Limitations and analytical caveats

The four-source synthesis is unusually clean, but it carries limitations that a careful analyst internalizes before claiming to have predicted anything.

The data is quarterly and lagged. Call reports are filed after each quarter-end and then processed, so the most recent quarter of condition is always somewhat stale, and a fast-moving liquidity run—as 2023 showed—can outrun the reporting cycle entirely. The enforcement and failure dates are themselves lagging by nature: an order is issued only after examiners have already seen the trouble, and a failure is recorded only after the capital is gone. The public data is an excellent instrument for the slow, credit-driven deterioration that builds over many quarters; it is a weaker instrument for the sudden, confidence-driven failure that resolves in days.

The supervisory ratings are confidential. The CAMELS composite, the examination findings, and the informal supervisory actions that precede formal orders are not public. The analyst is reconstructing the data behind the supervisory view, not the view itself, and the Management component in particular is simply not observable in the numbers. A public-data model will therefore always miss some banks the regulators already knew were in trouble and will sometimes flag banks the regulators judged sound for qualitative reasons the data cannot see.

Survivorship and base rates distort backward-looking analysis.Studying only the banks that failed—the rows in the failed-bank list—teaches you what failed banks looked like, but not how to distinguish them from the far larger number of banks that showed similar stress and survived, often because they raised capital, were acquired, or simply rode out the cycle. Failures are rare events, so a model that achieves high accuracy by predicting “no failure” for everyone is worthless; the analysis must be framed against the full population of banks and the genuine base rate of failure, not against the failures alone.

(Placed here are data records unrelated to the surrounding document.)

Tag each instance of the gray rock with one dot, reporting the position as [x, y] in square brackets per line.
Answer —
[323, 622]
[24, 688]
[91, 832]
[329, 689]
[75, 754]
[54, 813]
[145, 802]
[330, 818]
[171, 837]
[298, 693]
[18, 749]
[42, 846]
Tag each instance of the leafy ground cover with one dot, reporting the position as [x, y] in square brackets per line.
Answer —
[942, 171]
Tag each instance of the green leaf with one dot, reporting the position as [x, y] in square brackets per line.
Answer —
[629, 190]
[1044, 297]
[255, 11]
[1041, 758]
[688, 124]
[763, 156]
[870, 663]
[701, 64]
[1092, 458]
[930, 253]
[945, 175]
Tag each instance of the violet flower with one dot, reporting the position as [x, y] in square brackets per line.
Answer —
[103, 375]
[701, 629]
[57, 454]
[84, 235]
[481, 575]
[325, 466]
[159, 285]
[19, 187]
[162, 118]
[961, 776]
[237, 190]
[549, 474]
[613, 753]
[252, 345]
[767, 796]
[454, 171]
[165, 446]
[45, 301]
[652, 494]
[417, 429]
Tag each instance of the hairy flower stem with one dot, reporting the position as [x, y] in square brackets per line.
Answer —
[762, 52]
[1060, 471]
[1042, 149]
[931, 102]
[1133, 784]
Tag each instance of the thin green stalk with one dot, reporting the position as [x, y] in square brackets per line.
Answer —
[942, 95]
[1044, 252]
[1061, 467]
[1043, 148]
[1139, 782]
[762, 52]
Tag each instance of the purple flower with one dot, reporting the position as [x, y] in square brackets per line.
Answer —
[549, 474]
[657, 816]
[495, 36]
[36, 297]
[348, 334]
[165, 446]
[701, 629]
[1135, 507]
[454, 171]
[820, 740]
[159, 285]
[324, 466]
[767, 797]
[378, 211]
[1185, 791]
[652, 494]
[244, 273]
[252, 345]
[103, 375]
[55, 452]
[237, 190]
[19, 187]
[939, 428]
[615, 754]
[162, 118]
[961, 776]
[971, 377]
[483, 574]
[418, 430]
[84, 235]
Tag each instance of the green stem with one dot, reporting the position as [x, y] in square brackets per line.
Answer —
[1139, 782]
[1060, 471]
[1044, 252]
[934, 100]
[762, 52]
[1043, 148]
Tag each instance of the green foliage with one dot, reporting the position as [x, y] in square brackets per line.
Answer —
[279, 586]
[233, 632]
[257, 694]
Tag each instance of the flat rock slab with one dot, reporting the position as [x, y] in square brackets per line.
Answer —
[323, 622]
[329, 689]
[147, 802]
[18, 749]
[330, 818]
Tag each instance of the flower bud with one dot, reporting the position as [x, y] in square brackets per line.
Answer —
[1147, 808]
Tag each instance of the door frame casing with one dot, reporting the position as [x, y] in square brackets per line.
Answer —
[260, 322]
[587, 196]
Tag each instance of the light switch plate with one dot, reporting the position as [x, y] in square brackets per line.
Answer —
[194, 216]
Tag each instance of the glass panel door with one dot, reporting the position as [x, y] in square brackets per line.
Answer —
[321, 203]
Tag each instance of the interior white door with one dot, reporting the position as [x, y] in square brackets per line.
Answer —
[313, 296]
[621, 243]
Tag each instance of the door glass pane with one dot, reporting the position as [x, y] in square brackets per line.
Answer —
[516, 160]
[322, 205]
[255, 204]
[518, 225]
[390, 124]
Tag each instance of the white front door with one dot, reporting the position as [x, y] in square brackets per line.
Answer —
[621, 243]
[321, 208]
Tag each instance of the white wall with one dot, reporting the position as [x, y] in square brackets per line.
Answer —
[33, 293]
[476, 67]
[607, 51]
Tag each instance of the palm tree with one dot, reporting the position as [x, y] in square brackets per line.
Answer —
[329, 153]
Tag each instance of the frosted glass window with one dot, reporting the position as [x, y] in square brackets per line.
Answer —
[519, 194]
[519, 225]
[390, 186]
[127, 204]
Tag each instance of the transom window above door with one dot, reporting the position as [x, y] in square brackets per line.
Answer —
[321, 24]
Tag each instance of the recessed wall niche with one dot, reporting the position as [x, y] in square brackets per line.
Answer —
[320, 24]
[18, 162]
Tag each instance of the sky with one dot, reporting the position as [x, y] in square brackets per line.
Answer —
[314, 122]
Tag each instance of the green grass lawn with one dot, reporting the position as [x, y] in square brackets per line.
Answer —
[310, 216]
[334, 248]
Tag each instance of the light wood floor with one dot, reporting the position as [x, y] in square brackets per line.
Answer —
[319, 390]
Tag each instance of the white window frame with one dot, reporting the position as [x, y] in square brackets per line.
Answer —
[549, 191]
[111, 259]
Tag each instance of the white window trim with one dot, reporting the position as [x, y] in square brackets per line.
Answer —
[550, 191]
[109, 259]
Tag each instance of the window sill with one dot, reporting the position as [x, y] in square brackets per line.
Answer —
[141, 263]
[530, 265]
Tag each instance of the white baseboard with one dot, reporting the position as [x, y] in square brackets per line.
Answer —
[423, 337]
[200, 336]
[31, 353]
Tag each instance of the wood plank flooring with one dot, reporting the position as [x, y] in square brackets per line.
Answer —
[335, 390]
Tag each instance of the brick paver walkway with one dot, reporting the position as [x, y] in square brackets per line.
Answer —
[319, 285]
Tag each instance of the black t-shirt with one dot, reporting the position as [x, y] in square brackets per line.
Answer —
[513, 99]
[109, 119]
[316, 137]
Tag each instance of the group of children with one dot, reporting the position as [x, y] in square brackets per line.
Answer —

Mergers and charter changes complicate the timeline. A bank can disappear from the active registry not because it failed but because it was acquired or consolidated, and a CERT can change status in ways that look superficially like distress. The institution directory's status field, joined to the failed-bank list, is what distinguishes a voluntary merger from a failure—and conflating the two, or attributing a successor's later trouble to a predecessor, is a recurring error in cross-source banking analysis. Held with these caveats in mind, the four FDIC datasets—institution, call report, enforcement, and failure, all keyed by the certificate number—are the most complete public record of how an American bank lives and dies, and the slow deterioration that precedes a failure is, for the analyst willing to read it, visible in the numbers long before the Friday closing.